Developing a system for hospitals to scan and upload medical receipts and prescriptions directly to a digital portal. Implementing an ML/AI model to automatically extract and store information from uploaded documents into a database. Establishing a review portal where human verifiers could ensure the accuracy of the extracted data before final approval.

Overview of Project

In the healthcare industry, managing insurance paperwork can be cumbersome and time-consuming, often involving extensive manual efforts from multiple parties. Recognizing the inefficiencies embedded in traditional processes, the project aimed to digitize and streamline the handling and processing of health insurance documents. This transformation was targeted at reducing human error, speeding up claim processing, and enhancing the overall experience for patients and healthcare providers.

Our Approaches

The project was divided into several key phases.

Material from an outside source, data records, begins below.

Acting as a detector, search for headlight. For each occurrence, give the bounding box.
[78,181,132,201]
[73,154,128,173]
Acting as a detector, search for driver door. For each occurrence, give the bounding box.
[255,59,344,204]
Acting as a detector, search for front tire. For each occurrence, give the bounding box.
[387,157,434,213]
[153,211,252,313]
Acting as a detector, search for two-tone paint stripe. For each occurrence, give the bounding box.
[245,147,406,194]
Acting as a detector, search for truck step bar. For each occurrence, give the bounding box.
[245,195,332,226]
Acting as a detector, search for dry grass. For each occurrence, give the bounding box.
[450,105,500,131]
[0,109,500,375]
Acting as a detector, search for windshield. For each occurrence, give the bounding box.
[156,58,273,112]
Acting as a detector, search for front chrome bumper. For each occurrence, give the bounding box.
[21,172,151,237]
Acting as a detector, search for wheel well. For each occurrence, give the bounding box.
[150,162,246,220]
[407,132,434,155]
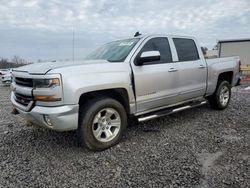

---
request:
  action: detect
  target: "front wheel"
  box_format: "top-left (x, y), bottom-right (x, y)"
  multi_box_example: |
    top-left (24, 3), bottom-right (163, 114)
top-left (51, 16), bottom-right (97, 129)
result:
top-left (78, 98), bottom-right (127, 150)
top-left (209, 81), bottom-right (231, 110)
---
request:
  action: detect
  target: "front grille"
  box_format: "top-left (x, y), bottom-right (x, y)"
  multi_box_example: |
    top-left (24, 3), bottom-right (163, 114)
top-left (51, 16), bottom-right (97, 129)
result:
top-left (15, 77), bottom-right (33, 87)
top-left (15, 93), bottom-right (33, 106)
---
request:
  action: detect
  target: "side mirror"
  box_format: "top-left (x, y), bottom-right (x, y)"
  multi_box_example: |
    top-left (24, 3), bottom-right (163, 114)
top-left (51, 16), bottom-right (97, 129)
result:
top-left (137, 51), bottom-right (161, 65)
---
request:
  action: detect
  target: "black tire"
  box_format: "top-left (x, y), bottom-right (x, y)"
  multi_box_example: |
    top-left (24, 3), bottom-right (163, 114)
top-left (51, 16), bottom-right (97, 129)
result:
top-left (77, 98), bottom-right (127, 151)
top-left (208, 81), bottom-right (231, 110)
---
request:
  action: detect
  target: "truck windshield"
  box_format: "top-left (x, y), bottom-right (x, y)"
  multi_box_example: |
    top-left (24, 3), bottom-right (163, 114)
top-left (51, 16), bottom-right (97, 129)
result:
top-left (85, 38), bottom-right (140, 62)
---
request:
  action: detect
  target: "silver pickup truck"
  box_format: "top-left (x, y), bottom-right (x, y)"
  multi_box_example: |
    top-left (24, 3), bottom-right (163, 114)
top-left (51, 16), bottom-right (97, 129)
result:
top-left (11, 35), bottom-right (240, 150)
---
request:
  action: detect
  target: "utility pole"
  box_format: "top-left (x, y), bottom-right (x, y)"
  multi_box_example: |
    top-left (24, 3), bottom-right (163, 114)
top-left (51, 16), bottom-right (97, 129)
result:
top-left (72, 27), bottom-right (75, 63)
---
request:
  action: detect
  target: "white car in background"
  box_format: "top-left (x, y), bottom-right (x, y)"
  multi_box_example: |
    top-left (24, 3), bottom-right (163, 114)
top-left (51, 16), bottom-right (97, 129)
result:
top-left (2, 69), bottom-right (12, 85)
top-left (0, 69), bottom-right (9, 75)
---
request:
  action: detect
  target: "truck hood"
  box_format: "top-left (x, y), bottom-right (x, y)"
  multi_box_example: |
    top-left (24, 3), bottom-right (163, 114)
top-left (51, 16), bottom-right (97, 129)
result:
top-left (13, 60), bottom-right (109, 74)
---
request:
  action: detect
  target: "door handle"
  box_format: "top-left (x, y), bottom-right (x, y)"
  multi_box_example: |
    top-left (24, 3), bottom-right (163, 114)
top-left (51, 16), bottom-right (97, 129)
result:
top-left (168, 68), bottom-right (178, 72)
top-left (199, 65), bottom-right (205, 69)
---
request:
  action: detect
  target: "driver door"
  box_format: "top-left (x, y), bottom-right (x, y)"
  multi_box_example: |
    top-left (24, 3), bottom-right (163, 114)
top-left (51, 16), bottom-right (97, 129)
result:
top-left (132, 37), bottom-right (179, 113)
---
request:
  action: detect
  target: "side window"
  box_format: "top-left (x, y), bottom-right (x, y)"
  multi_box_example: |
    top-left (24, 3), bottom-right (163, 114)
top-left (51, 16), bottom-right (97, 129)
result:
top-left (137, 37), bottom-right (172, 64)
top-left (173, 38), bottom-right (200, 61)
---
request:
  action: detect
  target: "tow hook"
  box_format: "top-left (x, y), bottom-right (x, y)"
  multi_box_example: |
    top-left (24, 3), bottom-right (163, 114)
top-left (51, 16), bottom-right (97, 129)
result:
top-left (11, 107), bottom-right (19, 115)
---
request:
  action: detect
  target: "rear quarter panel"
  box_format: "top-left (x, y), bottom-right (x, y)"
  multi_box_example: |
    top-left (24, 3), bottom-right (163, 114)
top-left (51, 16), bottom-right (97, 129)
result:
top-left (206, 56), bottom-right (240, 96)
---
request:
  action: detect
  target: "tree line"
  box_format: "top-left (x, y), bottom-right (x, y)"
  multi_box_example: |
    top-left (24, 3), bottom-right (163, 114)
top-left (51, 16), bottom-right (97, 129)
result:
top-left (0, 56), bottom-right (29, 69)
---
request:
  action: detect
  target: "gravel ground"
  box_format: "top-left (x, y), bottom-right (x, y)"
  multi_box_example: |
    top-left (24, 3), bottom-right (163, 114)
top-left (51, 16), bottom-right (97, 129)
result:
top-left (0, 79), bottom-right (250, 188)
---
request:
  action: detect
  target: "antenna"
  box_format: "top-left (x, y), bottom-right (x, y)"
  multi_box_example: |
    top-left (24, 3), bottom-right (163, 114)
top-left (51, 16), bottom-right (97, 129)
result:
top-left (72, 26), bottom-right (75, 63)
top-left (134, 31), bottom-right (141, 37)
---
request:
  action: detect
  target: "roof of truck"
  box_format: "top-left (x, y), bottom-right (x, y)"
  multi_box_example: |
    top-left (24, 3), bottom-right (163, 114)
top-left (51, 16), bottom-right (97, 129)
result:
top-left (218, 38), bottom-right (250, 43)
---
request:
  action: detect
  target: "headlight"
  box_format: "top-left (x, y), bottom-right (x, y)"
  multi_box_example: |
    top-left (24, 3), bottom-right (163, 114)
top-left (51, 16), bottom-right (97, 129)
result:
top-left (33, 78), bottom-right (60, 88)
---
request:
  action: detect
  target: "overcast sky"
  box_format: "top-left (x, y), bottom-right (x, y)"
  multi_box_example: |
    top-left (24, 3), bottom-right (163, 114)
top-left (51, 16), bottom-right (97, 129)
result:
top-left (0, 0), bottom-right (250, 61)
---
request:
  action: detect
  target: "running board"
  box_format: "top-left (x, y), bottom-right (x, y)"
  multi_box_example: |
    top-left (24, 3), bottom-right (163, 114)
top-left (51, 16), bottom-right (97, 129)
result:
top-left (138, 101), bottom-right (207, 122)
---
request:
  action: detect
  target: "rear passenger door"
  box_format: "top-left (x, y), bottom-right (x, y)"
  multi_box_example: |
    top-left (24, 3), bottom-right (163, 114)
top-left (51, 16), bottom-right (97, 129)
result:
top-left (173, 38), bottom-right (207, 101)
top-left (131, 37), bottom-right (178, 113)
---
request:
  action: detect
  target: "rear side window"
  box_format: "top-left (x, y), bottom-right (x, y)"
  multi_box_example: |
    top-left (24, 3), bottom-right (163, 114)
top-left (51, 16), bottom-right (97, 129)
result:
top-left (137, 37), bottom-right (172, 64)
top-left (173, 38), bottom-right (199, 61)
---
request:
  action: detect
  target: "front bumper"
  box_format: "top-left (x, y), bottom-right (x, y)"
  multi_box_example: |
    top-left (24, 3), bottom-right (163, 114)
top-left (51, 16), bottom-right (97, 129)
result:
top-left (11, 93), bottom-right (79, 131)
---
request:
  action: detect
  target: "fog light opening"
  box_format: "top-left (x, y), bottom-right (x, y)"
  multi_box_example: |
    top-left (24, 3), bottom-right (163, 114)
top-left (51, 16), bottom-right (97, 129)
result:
top-left (43, 115), bottom-right (52, 126)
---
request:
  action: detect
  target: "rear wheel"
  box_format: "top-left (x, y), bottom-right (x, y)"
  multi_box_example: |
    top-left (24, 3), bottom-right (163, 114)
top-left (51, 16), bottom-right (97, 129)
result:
top-left (78, 98), bottom-right (127, 150)
top-left (209, 81), bottom-right (231, 110)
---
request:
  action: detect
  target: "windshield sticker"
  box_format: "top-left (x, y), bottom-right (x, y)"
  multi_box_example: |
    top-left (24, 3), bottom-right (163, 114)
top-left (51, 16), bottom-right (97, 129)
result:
top-left (119, 42), bottom-right (134, 46)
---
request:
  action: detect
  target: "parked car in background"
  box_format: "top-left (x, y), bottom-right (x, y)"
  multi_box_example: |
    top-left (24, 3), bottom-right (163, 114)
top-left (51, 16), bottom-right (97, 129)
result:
top-left (0, 69), bottom-right (9, 75)
top-left (2, 72), bottom-right (12, 85)
top-left (11, 35), bottom-right (240, 150)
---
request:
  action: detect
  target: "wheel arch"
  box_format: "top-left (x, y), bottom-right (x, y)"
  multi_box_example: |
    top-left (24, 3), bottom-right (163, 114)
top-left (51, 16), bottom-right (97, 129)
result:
top-left (78, 88), bottom-right (131, 114)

Development of Upload Portal: Hospitals were provided with tools to scan and directly upload medical documentation to the digital portal. This was designed to be user-friendly to encourage quick adoption. Implementation of AI/ML Model: An advanced machine learning model was developed to automate the extraction of relevant data (like patient name, services rendered, costs, etc.) from the scanned documents. This model aimed to minimize the need for manual data entry and reduce processing times.

Mobile Viewport

Review and Verification Portal: A separate portal was set up for staff to review the accuracy of the extracted data. This included functionality to manually correct any discrepancies or missing information, ensuring the integrity of the data before submission.

Strategies we used

The importance of ongoing training and development for AI models to handle diverse datasets. Continuous engagement with end-users (hospital staff) is crucial for ensuring the system meets their needs and is used effectively. Implementing a phased rollout of the system can help manage change more effectively and identify potential issues early in the process.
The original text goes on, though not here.